I started watching this with no expectations. I didn’t even know what it was about! All I had heard was that it was ‘good’. I’m not a person that does a whole heap of research or reading before I watch a film or read a book. There were no pre-conceived ideas, no bias, and therefore when I tell you that I liked this doco, I truly do.
It wasn’t what Minimalism was that struck me. It was when they talked about mindless consumption that a lightbulb went off in my head. And then they talked about how people felt miserable despite being in high paying jobs and being able to buy all these material items that it started me thinking.
Mindless consumption. That pretty much sums it up. It sums up the problem I’ve been having.
I have a confession to make. Some 15 years ago, my parents gave me the princely sum of $15,000. To this day, I cannot tell you what I spent it on. When I tried to do some digging through statements and receipts, all I came up with was that it had disappeared in very small amounts (under $100, most times under $50) but very, very frequently. I bought needless things by the truck load, I purchased little snacks here and there and somehow, in the space of 4 – 6 months, it disappeared. It is one of my most shameful memory of money and how I repent that now!

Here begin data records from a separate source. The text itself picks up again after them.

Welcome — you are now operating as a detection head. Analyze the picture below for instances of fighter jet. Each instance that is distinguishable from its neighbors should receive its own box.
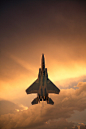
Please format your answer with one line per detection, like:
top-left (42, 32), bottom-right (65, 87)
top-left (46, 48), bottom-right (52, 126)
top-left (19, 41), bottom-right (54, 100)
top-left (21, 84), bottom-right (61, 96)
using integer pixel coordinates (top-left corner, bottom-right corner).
top-left (26, 54), bottom-right (60, 105)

It is not a debt, but often I feel like I should come up with that money and return it to my parents – how I spent it was not deserving of a gift like that.
I also feel like that period of my life was the very epitome of mindless consumption. There was not much thinking going on, lots of buying and lots of pointless spending of money. And while I have toned down by a considerable amount since then, it wasn’t till I started reading Marie Kondo’s The Life-Changing Magic of Tidying that things truly started to change. I started decluttering my surroundings but it wasn’t till I watched this film that something finally clicked.

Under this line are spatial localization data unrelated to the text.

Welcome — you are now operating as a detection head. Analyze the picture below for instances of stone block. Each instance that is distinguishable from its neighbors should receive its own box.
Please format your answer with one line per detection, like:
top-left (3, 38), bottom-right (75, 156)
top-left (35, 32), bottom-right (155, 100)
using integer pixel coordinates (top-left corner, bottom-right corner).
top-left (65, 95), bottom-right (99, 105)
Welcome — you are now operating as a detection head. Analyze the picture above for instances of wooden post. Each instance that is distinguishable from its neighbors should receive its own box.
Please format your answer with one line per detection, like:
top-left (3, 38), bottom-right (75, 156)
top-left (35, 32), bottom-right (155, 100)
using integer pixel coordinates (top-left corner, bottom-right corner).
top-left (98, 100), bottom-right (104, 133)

I now know why I have this endless cycle of ‘happy – neutral – malcontent – explosion of unhappiness which results in a massive clean up spree’. Plain and simple, I have too much shit around me. All these things that I had surrounded myself with that were supposed to keep me happy was actually doing the exact opposite. As I decluttered my surroundings, I started feeling the cobwebs lift and I started to declutter my work and personal life too.
I no longer mindlessly consume, or at least I try not to. Instead, before buying anything I question, question and then question some more. I think it is definitely okay to consume, as long as you are 100% sure that every thing that you are buying, every action that you are taking is something that you are doing with purpose. An example of this would be meal planning. We used to just wander into the grocery store or farmers market and bought whatever took our fancy. We had no set plans and as a result, we wasted lots of money through wasted ingredients and wilted vegetables. I cringe just thinking of all the items that are now in landfill as a a result of my thoughtlessness.
This year, I undertook a few massive rounds of decluttering. It is still very much a journey in process as I slowly disentangle my emotional self from my belongings. Every round of decluttering has brought along a sense of peace. I didn’t really understand why that was, but I had this fire within me to purge, in search of that peace. I didn’t know (till now) that it was my own belongings that were pressuring me, causing me stress.
To always be mindful and to always be purposeful.
I am soon to embark upon my 4th (or maybe it’s 5th) round of decluttering around the house soon (I do that every school holiday) and am actually really excited to do so. Currently my study and my walk-in wardrobe is causing me stress along with my dresser. Letting go is not easy, but the more I do it, the easier it gets.
If you get the chance, watch the film. It may or may not speak to you, but like me, it might just set off a series of fireworks and light a bulb.